Что ж — поделом тебе, Цицикорэ! Всем навязывал свою волю, свое разумение — а может, иному было бы вольготнее своими собственными путями ходить? Может, и другим был ниспослан дар могучего вдохновения? Может, нашлись бы и другие тайновидцы, сердцеведы, такие же стойкие, твердые, мужественные люди, достойные быть верховодами и предводителями?
И вот, удивительное дело! Неделю спустя Махарэ Долаури праздновал закладку фундамента нового дома, заколол упитанного барана и… не позвал Цицикорэ!
Еще через неделю Ходала забил корову, которую накануне задрали в лесу волки. И опять Цицикорэ не было среди приглашенных.
«Что они творят, неразумные!» — говорил в душе старик.
Ему казалось, что мир рушится! Село охладело к нему — и это сделало Цицикорэ подозрительным, боязливым. Кто бы ни заговорил с ним, ему неизменно чудились в речах собеседника утайка, задняя мысль, скрытое пренебрежение.
В пылающий горн превратилась душа Цицикорэ — и ничто не могло загасить это сжигавшее его пламя! «Кто утешит мое сердце, кто подаст мне надежду?» Не слышно было больше в деревне громовых раскатов его голоса, умолк его орлиный клекот! Убило, задушило его отточенное, стальное слово Гарсии!
Кончилась власть и предводительство! Заботливый наставник и заслуженный старейшина сторонился всех, истерзанный, пришибленный пережитой душевной мукой.
Да, невообразимое, невозможное свершилось… И свершил это Гарсия. Гарсия — или… или то новое, что властно преобразовывало жизнь — новые люди, новые силы, перед которыми оказался беспомощным ушедший корнями в старину простодушный Цицикорэ…
Бедняга ожидал, что народ высыпет на улицу, рука об руку, плечом к плечу двинется гневной волной на выручку своему старейшине, не простит какому-то заезжему, приблудному человеку нанесенного ему, Цицикорэ, оскорбления!
Но — о позор, о стыд! — никто не проронил ни слова! Ни единая душа!
И Цицикорэ остался с разбитым сердцем, с омраченной душой. Разве он был теперь человек? Да нет, какое там, — источенный, хрупкий камень, когда-то твердый и нерушимый, а ныне — изъеденный, истлевший, готовый распасться в пыль!
Покровитель стольких нуждавшихся в защите, он сам оказался в трудную минуту без защитника! Никто не бросил ему даже простого сочувственного взгляда! Можно ли было это подумать?
Только и оставалось Цицикорэ, что желать себе смерти. И смерть явилась ему, явилась не во сне, а наяву. Он видел ее собственными глазами! Она была закутана в черную бурку, а коса белела, блестела в ее руке.
Цицикорэ не был человеком, повидавшим свет, — ему не довелось путешествовать, и это считали большим его недостатком. Всю жизнь он был словно гвоздями приколочен к своему очагу, ни разу не уезжал из родной деревни.
— Мой пуп, говорят, закопан тут, в этом очаге — чтобы я не отбился от дома, не одичал!
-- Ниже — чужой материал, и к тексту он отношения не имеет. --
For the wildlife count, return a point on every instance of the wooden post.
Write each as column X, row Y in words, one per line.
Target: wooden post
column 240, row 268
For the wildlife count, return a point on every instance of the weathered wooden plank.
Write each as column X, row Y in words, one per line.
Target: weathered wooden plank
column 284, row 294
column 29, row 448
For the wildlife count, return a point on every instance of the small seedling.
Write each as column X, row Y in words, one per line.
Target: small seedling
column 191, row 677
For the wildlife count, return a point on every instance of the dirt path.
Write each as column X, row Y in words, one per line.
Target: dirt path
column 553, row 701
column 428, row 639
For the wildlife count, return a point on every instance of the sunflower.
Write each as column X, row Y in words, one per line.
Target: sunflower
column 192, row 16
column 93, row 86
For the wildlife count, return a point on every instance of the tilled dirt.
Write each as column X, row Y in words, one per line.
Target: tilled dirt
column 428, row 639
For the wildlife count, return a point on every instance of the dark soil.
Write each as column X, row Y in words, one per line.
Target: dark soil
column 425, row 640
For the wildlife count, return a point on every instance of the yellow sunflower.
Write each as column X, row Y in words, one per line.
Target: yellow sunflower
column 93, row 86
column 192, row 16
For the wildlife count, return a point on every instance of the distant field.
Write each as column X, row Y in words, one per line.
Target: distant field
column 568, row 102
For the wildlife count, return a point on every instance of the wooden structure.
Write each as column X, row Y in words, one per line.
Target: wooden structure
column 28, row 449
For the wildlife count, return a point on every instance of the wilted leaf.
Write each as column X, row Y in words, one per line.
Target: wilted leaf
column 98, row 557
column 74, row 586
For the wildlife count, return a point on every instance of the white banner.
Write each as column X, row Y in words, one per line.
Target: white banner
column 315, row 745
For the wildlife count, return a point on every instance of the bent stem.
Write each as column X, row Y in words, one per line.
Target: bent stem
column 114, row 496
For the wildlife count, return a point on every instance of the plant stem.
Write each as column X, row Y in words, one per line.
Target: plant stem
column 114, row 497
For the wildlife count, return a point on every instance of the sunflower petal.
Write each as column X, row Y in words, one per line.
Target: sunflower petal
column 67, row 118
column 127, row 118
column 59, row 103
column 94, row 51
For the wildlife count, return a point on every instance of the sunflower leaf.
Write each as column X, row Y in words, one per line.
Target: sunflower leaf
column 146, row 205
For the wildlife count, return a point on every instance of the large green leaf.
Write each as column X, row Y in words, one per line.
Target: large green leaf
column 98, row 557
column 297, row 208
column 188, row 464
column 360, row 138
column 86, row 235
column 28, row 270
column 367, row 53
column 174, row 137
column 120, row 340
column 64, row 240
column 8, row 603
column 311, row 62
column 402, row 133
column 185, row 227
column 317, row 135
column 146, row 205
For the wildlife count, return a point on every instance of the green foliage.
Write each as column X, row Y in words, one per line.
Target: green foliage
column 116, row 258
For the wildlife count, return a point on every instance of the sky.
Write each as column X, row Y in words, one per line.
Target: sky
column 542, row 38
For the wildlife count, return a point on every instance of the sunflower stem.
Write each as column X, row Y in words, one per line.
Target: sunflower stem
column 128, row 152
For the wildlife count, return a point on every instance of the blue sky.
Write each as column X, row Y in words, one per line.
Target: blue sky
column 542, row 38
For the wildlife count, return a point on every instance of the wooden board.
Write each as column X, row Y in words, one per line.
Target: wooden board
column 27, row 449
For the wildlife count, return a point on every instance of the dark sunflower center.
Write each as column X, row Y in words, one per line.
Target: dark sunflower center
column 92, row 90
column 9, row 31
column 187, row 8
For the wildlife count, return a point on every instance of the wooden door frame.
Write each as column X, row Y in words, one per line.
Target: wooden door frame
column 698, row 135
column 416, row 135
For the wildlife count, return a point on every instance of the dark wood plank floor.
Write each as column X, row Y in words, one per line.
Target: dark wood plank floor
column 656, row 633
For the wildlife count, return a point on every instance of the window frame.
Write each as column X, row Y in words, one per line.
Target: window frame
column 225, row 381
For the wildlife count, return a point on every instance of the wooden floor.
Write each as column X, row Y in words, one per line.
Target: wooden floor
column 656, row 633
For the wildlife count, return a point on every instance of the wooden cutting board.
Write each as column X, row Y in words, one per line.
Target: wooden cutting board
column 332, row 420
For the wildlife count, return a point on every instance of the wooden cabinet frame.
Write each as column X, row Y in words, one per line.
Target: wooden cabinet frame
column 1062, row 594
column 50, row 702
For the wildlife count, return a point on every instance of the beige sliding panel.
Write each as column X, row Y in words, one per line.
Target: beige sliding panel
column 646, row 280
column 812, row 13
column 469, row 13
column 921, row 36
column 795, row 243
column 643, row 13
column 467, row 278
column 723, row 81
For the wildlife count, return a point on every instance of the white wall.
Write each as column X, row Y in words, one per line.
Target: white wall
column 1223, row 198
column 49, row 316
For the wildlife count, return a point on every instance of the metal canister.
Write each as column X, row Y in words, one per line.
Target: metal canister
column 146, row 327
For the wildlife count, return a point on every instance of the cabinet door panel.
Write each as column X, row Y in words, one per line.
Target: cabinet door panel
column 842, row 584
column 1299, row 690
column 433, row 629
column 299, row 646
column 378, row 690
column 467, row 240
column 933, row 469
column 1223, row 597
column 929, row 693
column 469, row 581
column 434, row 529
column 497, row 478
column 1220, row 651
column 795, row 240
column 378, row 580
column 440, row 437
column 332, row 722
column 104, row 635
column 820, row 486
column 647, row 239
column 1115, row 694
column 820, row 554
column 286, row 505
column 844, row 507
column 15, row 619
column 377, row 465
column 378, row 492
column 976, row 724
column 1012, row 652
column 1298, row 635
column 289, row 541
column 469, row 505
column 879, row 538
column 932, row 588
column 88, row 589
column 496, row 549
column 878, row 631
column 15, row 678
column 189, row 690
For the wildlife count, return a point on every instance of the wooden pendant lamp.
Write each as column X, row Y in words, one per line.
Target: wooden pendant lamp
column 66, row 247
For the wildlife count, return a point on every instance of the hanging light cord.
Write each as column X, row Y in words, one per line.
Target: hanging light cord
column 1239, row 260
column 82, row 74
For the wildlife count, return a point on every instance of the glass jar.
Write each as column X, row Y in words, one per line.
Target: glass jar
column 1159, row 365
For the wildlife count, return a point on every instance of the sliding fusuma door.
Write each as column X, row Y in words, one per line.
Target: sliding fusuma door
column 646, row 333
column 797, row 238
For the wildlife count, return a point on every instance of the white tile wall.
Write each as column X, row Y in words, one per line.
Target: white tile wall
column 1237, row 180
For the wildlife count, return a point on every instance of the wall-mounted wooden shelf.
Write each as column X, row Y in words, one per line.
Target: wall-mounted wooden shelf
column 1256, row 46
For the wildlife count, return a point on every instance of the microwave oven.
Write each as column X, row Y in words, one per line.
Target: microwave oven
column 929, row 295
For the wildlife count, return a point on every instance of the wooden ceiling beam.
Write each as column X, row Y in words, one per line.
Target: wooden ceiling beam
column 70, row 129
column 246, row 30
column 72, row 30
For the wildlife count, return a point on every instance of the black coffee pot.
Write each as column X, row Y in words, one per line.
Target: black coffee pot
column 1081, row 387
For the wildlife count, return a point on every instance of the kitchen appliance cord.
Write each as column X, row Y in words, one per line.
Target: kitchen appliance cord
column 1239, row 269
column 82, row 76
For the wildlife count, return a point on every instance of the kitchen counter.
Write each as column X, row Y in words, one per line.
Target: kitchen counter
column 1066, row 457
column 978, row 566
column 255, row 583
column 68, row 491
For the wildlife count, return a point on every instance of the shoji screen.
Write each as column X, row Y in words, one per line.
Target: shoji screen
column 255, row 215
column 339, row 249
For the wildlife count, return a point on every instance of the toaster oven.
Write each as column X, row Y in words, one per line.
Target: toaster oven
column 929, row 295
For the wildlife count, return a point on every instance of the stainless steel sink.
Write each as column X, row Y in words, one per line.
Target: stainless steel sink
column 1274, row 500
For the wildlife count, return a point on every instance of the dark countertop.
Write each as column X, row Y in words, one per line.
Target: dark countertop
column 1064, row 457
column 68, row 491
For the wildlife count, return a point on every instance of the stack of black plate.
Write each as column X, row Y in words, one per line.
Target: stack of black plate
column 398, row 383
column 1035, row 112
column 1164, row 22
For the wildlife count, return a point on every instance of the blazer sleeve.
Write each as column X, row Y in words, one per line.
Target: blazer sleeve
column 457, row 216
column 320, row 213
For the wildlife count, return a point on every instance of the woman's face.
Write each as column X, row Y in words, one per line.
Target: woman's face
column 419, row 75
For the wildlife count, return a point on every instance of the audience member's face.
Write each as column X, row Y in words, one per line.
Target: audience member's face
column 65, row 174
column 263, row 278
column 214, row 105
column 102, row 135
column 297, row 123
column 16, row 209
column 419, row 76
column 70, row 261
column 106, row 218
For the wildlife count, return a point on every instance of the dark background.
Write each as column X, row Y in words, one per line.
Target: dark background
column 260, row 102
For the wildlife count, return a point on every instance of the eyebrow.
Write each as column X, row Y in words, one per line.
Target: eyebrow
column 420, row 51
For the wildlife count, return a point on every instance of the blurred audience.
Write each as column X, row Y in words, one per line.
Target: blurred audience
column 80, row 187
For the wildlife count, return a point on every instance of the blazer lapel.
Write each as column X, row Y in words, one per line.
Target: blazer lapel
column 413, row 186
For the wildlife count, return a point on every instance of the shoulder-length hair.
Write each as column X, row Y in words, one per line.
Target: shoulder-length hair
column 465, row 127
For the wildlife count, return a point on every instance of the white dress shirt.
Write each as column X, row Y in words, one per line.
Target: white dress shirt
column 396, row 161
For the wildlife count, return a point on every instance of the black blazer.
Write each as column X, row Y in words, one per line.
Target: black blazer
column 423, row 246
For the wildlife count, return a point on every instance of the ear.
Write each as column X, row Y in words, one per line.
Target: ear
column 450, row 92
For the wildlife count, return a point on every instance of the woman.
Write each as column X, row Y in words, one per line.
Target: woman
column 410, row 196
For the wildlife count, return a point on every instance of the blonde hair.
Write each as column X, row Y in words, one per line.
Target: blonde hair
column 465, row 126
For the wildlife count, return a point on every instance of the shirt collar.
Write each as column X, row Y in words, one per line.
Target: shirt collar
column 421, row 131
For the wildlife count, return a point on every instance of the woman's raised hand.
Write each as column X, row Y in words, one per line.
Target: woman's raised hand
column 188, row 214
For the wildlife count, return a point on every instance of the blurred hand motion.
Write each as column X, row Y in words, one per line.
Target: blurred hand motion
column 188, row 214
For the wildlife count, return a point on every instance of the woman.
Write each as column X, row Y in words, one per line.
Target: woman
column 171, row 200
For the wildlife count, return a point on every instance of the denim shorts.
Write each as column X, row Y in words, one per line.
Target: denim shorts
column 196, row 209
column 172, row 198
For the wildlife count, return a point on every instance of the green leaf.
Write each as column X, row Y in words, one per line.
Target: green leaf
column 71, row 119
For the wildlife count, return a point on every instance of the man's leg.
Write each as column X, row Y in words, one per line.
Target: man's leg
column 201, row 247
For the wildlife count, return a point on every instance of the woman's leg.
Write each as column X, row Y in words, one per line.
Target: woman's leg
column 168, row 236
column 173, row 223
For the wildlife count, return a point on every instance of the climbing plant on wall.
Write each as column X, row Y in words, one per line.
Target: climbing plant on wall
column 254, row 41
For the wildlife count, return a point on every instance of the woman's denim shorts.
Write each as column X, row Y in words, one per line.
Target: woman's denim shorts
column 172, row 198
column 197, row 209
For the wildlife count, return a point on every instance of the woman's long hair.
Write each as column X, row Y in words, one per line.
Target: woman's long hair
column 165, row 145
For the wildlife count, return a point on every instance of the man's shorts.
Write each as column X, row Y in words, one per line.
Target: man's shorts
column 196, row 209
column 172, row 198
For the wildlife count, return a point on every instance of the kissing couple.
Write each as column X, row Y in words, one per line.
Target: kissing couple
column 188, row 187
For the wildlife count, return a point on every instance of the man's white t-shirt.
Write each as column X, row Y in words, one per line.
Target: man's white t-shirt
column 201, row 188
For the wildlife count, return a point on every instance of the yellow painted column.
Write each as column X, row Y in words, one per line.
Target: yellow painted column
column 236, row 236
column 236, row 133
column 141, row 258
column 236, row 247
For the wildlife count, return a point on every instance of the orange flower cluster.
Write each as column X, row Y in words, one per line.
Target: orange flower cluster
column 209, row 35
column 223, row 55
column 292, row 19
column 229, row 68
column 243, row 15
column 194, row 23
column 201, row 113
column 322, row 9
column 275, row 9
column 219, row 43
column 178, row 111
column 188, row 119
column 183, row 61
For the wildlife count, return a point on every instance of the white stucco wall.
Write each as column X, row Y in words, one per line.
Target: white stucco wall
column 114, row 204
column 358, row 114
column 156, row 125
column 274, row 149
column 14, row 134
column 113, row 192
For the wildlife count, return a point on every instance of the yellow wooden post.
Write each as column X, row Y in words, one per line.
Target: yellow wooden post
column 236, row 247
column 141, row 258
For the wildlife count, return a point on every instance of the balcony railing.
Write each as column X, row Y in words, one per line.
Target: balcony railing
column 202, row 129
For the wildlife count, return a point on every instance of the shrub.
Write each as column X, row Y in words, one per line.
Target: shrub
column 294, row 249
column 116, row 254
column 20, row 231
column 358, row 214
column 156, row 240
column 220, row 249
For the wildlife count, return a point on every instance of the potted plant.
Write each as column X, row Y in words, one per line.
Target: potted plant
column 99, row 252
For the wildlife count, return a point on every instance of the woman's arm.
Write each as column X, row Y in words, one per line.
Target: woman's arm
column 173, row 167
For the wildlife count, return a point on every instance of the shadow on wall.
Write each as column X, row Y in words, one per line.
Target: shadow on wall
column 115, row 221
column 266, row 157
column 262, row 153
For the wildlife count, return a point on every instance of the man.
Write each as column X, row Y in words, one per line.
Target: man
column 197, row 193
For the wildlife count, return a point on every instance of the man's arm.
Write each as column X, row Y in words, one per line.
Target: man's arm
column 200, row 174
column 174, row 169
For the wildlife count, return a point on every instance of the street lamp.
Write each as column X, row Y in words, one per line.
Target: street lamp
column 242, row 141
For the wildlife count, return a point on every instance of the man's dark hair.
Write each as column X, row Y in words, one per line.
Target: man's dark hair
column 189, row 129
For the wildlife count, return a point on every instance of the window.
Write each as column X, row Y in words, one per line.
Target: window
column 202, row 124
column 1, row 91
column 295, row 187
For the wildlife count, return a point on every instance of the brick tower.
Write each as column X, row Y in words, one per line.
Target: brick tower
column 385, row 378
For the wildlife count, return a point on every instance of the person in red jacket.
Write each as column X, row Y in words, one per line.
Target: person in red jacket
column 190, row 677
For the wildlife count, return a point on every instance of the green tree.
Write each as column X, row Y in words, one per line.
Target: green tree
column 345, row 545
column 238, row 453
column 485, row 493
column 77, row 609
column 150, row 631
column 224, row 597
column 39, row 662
Он не видел ни разу Тбилиси, не имел понятия об электрическом освещении, о поезде знал только по чужим рассказам. И этим гордился и похвалялся!
— А что в нем особенного, в этом вашем Тбилиси? Рассказывают прямо-таки чудеса, но я ничему не удивляюсь и ничего не боюсь. И видеть вашего Тбилиси не хочу! Что мне там делать? Ни за что в город не поеду!
По голосу и тону можно было, правда, заметить, что этот бесхитростный, выросший на лоне природы человек испытывает какой-то мистический страх перед городской цивилизацией. Но гордость не позволяла ему признаться в этом.
Старость, как говорит пословица, и льва одолеет. Одолела она и Цицикорэ. Ему стало трудно ходить — потом он простудился, но из той же своей извечной гордости не пожелал лечь в постель… И болезнь, осложнившись, унесла его.
В 1915 году, в тот самый день, когда гудок первого поезда Кахетинской железной дороги донесся до нашей деревни, сельчане хоронили Цицикорэ.
При звуке отдаленного паровозного гудка соседи удивленно переглянулись.
— Ведь вот, боялся бедняга поезда — и вовремя ушел, подгадал срок!
В ночь, когда умер Цицикорэ, не падали с неба звезды, не шумели и не гремели воды, не свистел и не рыдал ветер, как это непременно бывает, по народному поверью, в час смерти великого человека. И собаки не выли всю ночь напролет. Ничего похожего в ту ночь не происходило.
Это была тихая, прохладная ночь — как обычно ранней осенью.